Symptoms
You may see the following error in AutoSSL or other errors or timeouts when trying to connect to your server's public IP address using curl
, dig
, or other software. Typically when this issue occurs, the internal IP address in /var/cpanel/cpnat
can be accessed while the public IP cannot.
In this example, 192.0.2.0 represents the public IP that an account is using. Note, this error can be found at WHM »SSL/TLS »Manage AutoSSL» Logs » "All Users".

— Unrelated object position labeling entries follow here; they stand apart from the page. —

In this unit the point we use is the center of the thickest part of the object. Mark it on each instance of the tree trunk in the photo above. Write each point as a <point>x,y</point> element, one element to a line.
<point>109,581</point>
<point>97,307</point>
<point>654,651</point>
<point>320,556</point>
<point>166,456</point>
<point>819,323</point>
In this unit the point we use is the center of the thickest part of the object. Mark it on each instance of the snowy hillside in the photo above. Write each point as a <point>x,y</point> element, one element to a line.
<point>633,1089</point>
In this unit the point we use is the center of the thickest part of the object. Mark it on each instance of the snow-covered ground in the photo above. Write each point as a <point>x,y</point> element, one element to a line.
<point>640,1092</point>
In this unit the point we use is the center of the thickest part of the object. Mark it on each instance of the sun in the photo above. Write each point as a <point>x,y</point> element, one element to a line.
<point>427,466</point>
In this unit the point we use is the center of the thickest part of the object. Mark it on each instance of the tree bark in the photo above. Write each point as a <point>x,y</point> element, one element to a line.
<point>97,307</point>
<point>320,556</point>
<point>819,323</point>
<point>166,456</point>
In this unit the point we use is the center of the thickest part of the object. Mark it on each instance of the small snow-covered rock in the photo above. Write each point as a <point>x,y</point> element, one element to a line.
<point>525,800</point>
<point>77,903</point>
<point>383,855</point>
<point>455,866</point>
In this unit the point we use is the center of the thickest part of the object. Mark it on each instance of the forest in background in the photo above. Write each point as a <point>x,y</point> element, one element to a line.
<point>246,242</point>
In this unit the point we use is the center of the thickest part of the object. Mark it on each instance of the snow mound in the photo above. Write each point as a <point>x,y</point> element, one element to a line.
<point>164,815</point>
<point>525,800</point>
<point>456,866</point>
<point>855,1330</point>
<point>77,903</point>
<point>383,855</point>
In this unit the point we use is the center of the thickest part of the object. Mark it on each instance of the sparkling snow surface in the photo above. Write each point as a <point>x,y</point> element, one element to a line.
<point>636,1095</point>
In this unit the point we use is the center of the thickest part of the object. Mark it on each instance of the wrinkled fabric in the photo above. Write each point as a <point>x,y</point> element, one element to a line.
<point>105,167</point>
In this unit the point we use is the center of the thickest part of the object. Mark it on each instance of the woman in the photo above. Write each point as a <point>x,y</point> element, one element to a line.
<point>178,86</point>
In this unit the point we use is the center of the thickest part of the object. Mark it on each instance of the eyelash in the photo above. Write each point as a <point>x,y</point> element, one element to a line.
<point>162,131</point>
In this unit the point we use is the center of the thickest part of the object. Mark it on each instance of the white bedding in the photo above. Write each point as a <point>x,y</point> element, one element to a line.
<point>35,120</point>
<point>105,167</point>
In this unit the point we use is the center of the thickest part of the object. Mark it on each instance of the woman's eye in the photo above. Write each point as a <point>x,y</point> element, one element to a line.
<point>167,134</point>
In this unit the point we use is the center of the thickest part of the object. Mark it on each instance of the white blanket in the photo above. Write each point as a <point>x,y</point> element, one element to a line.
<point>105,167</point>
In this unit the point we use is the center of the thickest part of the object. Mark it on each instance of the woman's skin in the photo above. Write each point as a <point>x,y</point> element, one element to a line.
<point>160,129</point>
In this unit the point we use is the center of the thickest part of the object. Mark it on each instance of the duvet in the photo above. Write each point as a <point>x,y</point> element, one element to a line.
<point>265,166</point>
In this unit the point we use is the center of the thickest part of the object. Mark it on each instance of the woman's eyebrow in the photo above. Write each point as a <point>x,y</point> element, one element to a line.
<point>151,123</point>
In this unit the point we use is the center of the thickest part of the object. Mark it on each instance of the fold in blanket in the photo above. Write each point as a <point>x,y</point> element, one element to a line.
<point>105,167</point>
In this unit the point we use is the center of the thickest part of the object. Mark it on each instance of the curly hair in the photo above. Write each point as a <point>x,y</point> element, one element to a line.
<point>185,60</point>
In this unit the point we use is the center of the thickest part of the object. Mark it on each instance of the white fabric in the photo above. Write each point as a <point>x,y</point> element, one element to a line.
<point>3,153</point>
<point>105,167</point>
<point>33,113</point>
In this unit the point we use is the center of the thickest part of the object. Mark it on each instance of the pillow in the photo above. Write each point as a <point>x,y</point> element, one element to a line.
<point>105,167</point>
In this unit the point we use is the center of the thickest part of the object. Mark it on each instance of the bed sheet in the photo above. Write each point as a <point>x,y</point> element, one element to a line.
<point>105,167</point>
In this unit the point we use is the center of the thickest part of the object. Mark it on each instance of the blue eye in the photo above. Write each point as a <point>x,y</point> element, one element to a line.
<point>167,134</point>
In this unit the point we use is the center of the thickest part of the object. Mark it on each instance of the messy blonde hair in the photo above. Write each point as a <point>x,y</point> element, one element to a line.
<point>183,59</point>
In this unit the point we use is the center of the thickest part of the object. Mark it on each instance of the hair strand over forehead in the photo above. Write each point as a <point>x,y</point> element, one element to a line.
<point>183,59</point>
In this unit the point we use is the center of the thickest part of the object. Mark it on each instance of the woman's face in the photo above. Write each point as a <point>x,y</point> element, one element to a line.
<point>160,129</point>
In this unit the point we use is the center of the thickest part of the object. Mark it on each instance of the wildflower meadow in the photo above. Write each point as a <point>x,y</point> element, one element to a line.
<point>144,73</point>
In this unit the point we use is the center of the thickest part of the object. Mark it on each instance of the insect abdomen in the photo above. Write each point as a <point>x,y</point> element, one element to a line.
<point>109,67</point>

ERROR 192.0.2.0 (10.0.0.0): Loopback NAT on this IP address
appears to be defective. AutoSSL will likely fail to secure any domain
whose authoritative nameserver uses this address. You can test this by
running “dig @192.0.2.0 . NS” at a command prompt.
If you follow the testing advice, the output below confirms the issue:
# dig @192.0.2.0 . NS
; <<>> DiG 9.11.4-P2-RedHat-9.11.4-16.P2.el7_8.6 <<>> @192.0.2.0 . NS
; (1 server found)
;; global options: +cmd
;; connection timed out; no servers could be reached
Description
The server or IP address in question does not have NAT loopback correctly enabled, so the server cannot connect to itself, which a variety of functions require. NAT loopback is an installation requirement for cPanel in the Networking Requirements section of our installation guide:
A 1:1 NAT and NAT loopback configuration if your server resides in a NAT-configured network.
Workaround
The only solution or workarounds available are these:
- Contact your hosting or network provider for assistance with making sure that NAT loopback is functional or possible on the network on which the server resides.
- Migrate your accounts to a different server that either has loopback NAT configured or that is not running in a NAT environment.